14, doğum günün kutlu olsun

1.3K 143 48
                                    



linolee - han00ji

han00ji
SELAM MINHO

linolee
SELAM JISUNG
bir sey mi oldu

han00ji
he hayir
sey diyecektim ben sana
aksam bos musun
oha dedim|
AMMKMMMK|

linolee
bu aksam mı
saniriim bosum evet

han00ji
o zaman
aksam
bulussak mi
ahsgqah|

linolee
olurr
yani konusuruz
kac gibi
bir de neresi
heyecanlanmisim gibi gozuktu|
oylesin zaten minho|

han00ji
9 gibi olursa sana olabilir
okulun yaninda yeni acilan kafe
vardi ya oraya gideriz
diye dusundum ben

linolee
olur jii
gorusuruz simdi

han00ji
gorusuruz optumm
hayir opmedim de|
opmedim yani
gorusuruz
alisklanlik.

linolee
alisklanlik
bebek|
anladim jisung pqmwosms

han00ji
😿

-

jisung, 20.01

üstüme giydiğim beyaz tişört ve altımdaki mavi kot pantolonla üstüme ince bir hırka aldıktan sonra evden çıktım. bir yandan telefonumdaki saate bakıyor bir yandan da adımlarımı yavaşlatıyordum. çünkü yine heyecanıma engel olamamış ve salak gibi saat 8'de evden çıkmıştım. evimle kafe arası birkaç dakika olmasına rağmen hem de.

bu sırada aklımda bir sürü hayali konuşma yaratıyor ve gerçek olmasa da mutlu olup sırıtıyordum. bir insan beni izlese bir sırıtıp bir surat asan hâllerimi normal karşılamazdı. yine de yoluma devam etmiş ve yavaşlattığım adımlarım sayesinde 8'i 40 geçe gibi kafeye varmıştım.

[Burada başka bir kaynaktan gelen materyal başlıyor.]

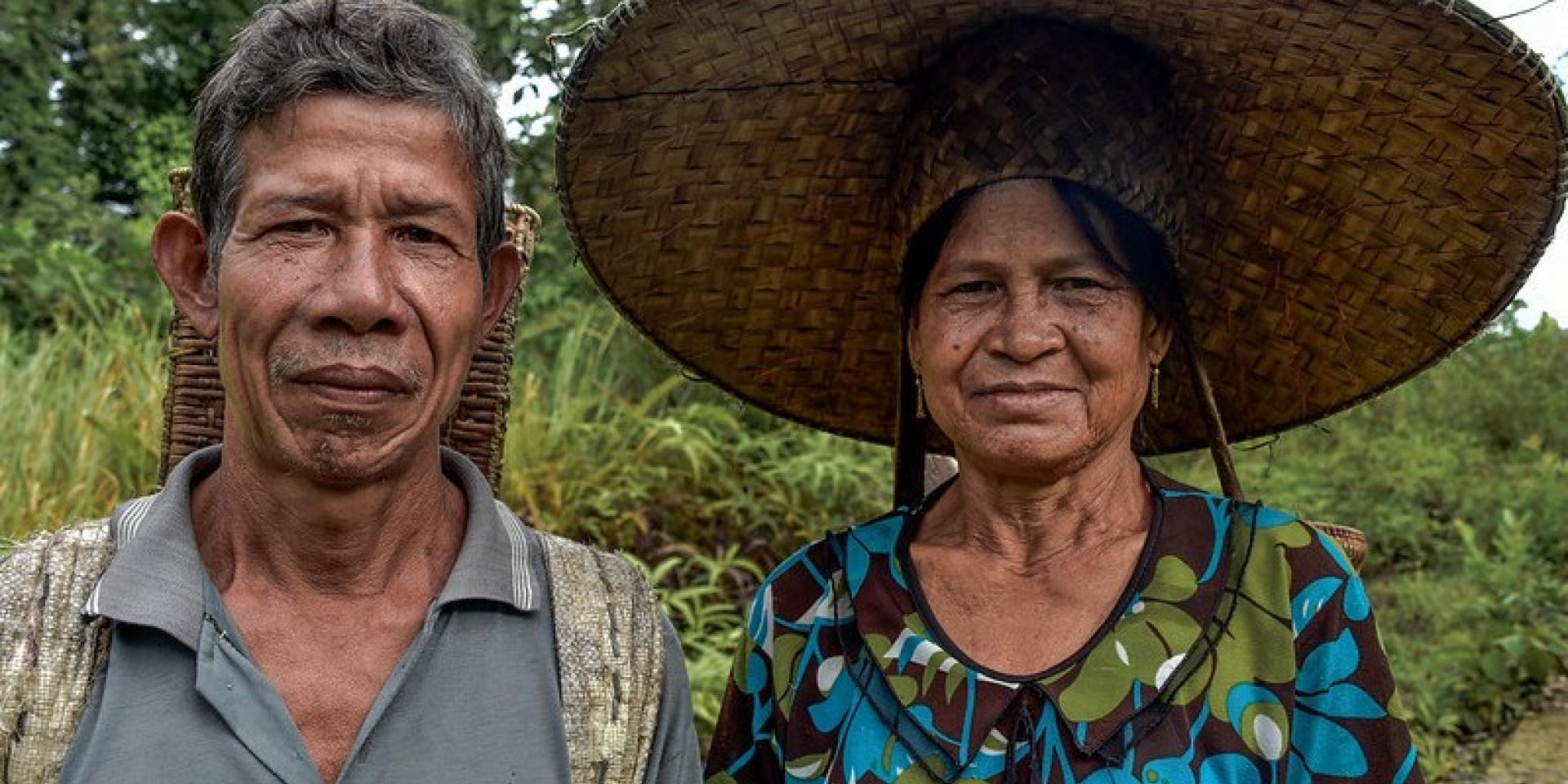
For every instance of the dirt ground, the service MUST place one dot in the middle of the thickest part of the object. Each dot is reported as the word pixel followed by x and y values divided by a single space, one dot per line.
pixel 1537 750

kafeden içeri girdiğimde köşede gördüğüm boş masaya geçmiş ve hırkamı yanımdaki sandalyeye bırakmıştım. garson geldiğinde arkadaşımı beklediğimi söyledikten birkaç dakika sonra içeri giren minho ile, arka plana attığım heyecanım yine zirveye ulaşmıştı.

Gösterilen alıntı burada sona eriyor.